L’ambassadeur leva un sourcil à la fois surpris et ironique.

— La Roanoke River ? Vraiment ?… Vous m’étonnez fort…

— Je ne vois pas pourquoi.

— Parce que ces terres, qui jusqu’à la révolution relevaient de la Couronne britannique, ne peuvent en aucun cas être attribuées à un étranger. Vous devez faire erreur, monsieur.

Tout grand homme qu’il était, ce John Adams commençait à porter prodigieusement sur les nerfs du chevalier. Qu’il eût à peu près le même âge que le général Washington ne lui donnait pas pour autant le droit de le traiter en gamin irresponsable et Gilles s’apprêtait à le remettre vertement à sa place quand le maître de Mount Vernon intervint :

— L’erreur ne vient pas du chevalier, dit-il doucement, mais de moi…

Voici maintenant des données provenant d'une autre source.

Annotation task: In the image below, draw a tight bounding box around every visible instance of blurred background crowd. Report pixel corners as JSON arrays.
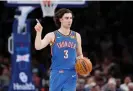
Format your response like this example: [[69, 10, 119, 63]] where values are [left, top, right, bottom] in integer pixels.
[[0, 1, 133, 91]]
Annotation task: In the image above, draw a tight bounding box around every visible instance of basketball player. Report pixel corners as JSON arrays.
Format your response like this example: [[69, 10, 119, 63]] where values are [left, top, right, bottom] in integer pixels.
[[34, 8, 83, 91]]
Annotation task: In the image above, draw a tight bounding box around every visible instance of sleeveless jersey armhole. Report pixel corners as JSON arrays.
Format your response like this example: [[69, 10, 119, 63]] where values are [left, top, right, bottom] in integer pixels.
[[50, 31, 56, 47]]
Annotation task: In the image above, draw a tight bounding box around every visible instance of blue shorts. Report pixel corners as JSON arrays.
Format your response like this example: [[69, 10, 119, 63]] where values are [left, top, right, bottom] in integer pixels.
[[49, 70, 77, 91]]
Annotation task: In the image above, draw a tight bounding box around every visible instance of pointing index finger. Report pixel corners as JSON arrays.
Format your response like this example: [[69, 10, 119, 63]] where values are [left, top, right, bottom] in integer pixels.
[[36, 19, 40, 23]]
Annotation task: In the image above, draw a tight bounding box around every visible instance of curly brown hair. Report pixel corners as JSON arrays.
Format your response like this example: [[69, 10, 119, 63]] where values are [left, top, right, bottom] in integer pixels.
[[54, 8, 74, 27]]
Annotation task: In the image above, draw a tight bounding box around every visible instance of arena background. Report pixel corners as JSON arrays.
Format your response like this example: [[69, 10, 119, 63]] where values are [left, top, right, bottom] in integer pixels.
[[0, 1, 133, 91]]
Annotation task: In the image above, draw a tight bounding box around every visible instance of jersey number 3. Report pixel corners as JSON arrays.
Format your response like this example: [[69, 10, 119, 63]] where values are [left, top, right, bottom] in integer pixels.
[[64, 50, 68, 59]]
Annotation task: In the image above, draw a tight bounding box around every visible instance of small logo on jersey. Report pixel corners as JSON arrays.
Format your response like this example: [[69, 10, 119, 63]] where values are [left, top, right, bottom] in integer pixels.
[[57, 41, 76, 49]]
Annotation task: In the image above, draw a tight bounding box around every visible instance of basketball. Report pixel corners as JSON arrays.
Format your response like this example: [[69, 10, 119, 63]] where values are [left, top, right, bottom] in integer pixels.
[[75, 57, 92, 75]]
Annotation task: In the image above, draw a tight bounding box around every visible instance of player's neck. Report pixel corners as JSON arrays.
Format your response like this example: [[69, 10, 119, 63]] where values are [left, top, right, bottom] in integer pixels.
[[58, 27, 70, 35]]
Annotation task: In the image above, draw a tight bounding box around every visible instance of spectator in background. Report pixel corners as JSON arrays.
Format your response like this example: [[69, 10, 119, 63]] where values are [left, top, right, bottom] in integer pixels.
[[128, 82, 133, 91], [102, 78, 117, 91], [0, 66, 10, 91], [120, 76, 132, 91]]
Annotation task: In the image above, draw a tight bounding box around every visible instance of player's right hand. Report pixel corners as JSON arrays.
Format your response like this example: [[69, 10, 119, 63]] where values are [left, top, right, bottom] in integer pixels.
[[34, 19, 43, 32]]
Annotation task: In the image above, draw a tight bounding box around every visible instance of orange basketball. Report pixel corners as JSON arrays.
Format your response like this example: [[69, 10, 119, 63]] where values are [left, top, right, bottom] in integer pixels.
[[75, 57, 92, 75]]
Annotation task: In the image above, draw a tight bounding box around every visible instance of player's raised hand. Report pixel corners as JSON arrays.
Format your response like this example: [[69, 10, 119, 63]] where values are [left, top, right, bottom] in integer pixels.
[[34, 19, 43, 32]]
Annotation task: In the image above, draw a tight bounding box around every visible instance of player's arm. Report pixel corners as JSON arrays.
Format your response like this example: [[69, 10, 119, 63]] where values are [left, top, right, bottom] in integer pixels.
[[76, 33, 83, 59], [34, 20, 54, 50]]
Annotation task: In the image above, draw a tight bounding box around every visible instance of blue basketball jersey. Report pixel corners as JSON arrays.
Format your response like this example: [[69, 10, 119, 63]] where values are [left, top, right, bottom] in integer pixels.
[[51, 30, 77, 69]]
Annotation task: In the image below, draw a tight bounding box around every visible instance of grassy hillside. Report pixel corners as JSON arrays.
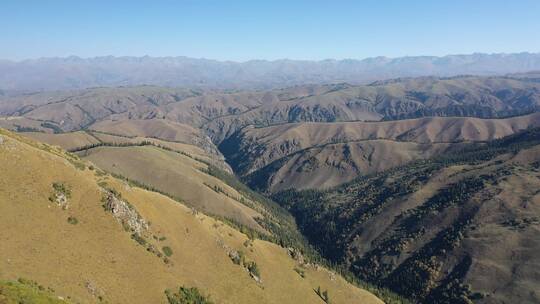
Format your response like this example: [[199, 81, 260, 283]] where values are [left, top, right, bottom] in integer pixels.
[[0, 131, 382, 303], [274, 128, 540, 303]]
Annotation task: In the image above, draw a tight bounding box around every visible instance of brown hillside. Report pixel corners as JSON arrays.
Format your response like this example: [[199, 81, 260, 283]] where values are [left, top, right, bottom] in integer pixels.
[[0, 131, 381, 303]]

Et comme le jeune homme le regardait sans comprendre, il ajouta avec une gêne visible :

— … j’ai cru de bonne foi, l’an passé, que ces terres étaient disponibles. Malheureusement, j’ai appris, depuis, qu’il n’en est rien et j’ai regret à vous l’apprendre, mon ami, mais les actes de propriété que vous a remis Thomas Jefferson sont sans valeur puisque les terres de la Roanoke étaient déjà attribuées. Rassurez-vous, d’autre part, nous vous en donnerons d’autres… Ce n’est pas, Dieu merci, la place qui manque en Amérique.

— Et, conclut Adams avec un petit rire, si vous vous sentez l’âme d’un pionnier vous allez pouvoir exercer vos talents tout à votre aise dans des terres parfaitement vierges. On vous fera cadeau de mille acres dans le Nord-Ouest par exemple.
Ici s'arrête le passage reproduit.